Congressman Adam Kinzinger has established himself as an intelligent, articulate member of the House- except on immigration, where he muddles through poll-tested clichés whenever the topic comes up. This happened recently at a town hall meeting at Rock Valley College in Rockford (helpfully posted by an attendee on YouTube).
The Congressman was not speaking extemporaneously. One cannot pack so many hackneyed phrases and outright falsehoods into a single answer except through intense preparation. And this string of nonsense is also uttered by Speaker Boehner and Majority Leader Cantor, with whom Mr. Kinzinger ingratiated himself from his first election in 2010, when he was recruited by them to run and knocked off a Democratic incumbent.
Let’s count the clichés in this single answer:
1) We are a nation of immigrants (German in his case). This is, of course, false. More than 90% of Americans were born here. But repeated enough times, we all tend to accept it as true, an Orwellian tactic politicians are particularly adept at.
2) Our birthrate is declining (Mr. Kinzinger even pointed out he is childless, as if to prove we need a low-skilled Mexican to procreate in his stead). This is also false. The population is rising, and there is no evidence, at least he cited none, that we are in danger of lapsing into a period of falling population. And if the native American birthrate is falling to something less than 2 children per woman, then is the “solution” to use immigrants to pick up the slack rather than for their skills in the labor market? This has racist connotations, and can easily been seen as pandering to Hispanics, who have a much higher birthrate than whites. If that’s the argument-of-choice to be made by the Republican leadership to their woo Hispanics, be prepared for the 27% rate of support for Mitt Romney to drop, not increase.
The Congressman continued:
3) We can’t deport 11 million illegals. This is the straw man argument made by the Republican leadership to show there is no alternative to accepting illegals as permanent. But in the primaries Mitt Romney said the rarely spoken truth: the majority of illegals cannot stay here without jobs. Jobs (and selling drugs) are the magnets that bring them here. We can’t eliminate the demand for illegal drugs, but those who work in low-skilled occupations will find living in this country is impossible without employment. We call this “self-deportation” and it got a bad rap when Mitt Romney used it because he made it sound callous. But if it’s callous, we’re all callous. It remains the centerpiece of our immigration law.
Employers are required to check the status of new hires. The idea is to deprive illegal of employment and turn off the magnet that draws them here. All Romney and Kinzinger need to do is point this out. Nobody in the current debate is advocating ending the employment verification requirement. In fact, the Senate bill strengthens it by phasing in mandatory use of e-verify by all employers. Why not be serious and admit self-deportation is the goal, and the only way to deter future immigrants from trying to enter the country?

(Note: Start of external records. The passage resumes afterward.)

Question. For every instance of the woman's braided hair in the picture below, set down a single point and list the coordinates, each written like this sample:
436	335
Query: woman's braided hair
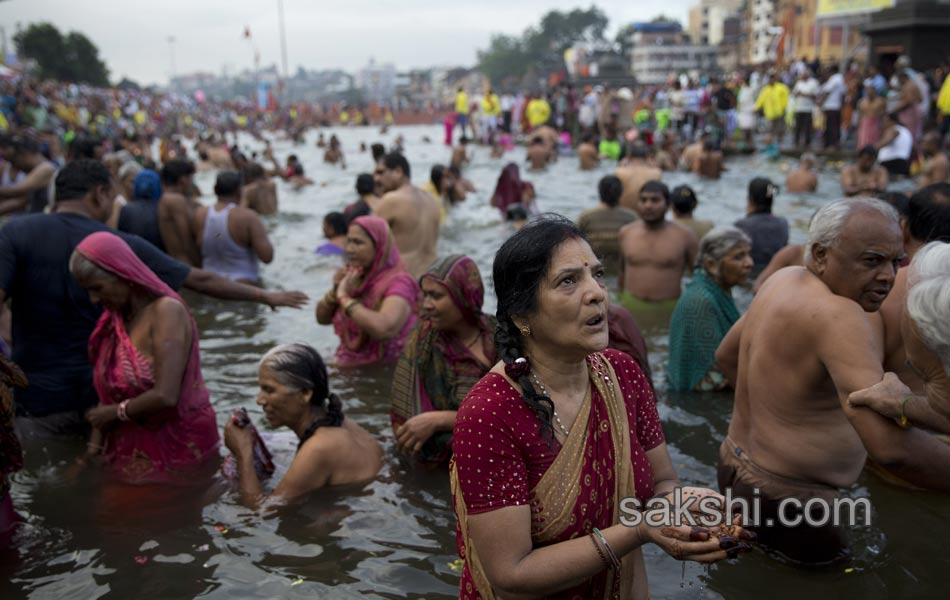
300	368
518	271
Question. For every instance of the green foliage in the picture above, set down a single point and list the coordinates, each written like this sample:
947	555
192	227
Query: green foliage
510	57
65	58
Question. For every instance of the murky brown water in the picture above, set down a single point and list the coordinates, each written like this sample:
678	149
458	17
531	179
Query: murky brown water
395	537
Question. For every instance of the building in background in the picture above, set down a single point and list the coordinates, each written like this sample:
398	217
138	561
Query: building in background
707	20
377	82
759	32
730	57
830	31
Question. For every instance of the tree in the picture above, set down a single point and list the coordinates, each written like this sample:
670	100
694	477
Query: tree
66	58
510	57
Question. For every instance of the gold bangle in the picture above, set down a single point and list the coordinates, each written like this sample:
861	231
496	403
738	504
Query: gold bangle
902	421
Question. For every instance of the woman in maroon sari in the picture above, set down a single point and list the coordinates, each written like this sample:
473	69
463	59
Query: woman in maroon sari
550	441
154	423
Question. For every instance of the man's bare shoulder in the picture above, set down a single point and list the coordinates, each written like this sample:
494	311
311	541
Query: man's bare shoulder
631	228
173	200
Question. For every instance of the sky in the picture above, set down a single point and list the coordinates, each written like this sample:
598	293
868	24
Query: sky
133	37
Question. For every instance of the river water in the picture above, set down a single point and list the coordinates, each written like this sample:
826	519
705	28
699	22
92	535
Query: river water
395	537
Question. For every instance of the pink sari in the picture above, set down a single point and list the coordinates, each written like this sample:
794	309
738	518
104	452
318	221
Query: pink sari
165	446
386	276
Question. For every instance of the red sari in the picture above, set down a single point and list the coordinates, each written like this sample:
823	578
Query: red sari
166	446
501	459
386	276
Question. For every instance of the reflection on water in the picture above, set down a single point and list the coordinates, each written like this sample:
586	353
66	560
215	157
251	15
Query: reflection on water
395	537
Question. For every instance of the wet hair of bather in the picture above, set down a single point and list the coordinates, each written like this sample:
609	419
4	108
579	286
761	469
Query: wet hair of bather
300	368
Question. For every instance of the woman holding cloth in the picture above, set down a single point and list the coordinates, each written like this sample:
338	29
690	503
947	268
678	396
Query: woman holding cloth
373	301
556	435
446	354
154	422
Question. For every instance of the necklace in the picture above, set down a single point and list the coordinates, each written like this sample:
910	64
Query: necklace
557	419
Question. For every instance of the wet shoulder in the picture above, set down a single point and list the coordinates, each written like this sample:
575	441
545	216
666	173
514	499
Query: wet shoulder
492	395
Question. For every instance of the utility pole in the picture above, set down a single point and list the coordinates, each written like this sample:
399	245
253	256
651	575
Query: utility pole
283	39
171	51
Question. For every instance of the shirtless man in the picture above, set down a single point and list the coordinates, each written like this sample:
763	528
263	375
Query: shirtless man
936	167
538	154
656	252
865	177
667	157
259	192
710	164
216	157
460	156
690	155
802	180
923	322
792	255
928	220
807	342
634	171
549	135
176	212
414	216
587	154
29	195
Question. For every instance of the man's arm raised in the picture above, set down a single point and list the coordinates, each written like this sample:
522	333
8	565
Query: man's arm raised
851	349
210	284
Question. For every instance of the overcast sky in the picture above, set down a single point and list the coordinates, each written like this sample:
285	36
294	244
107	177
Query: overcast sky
133	36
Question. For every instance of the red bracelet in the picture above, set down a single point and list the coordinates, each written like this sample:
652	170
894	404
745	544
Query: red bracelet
121	412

If workplace enforcement were seriously enforced, most of the 11 million would be gone within a year- without formal deportations. Can we afford to lose them? It would lower the unemployment rate to about 3%, and Republicans would become the friends of the lower middle class. Sure affluent voters may pay a little more to have their lawns mowed and homes cleaned, but is that why we want the 11 million here- to comfort the comfortable.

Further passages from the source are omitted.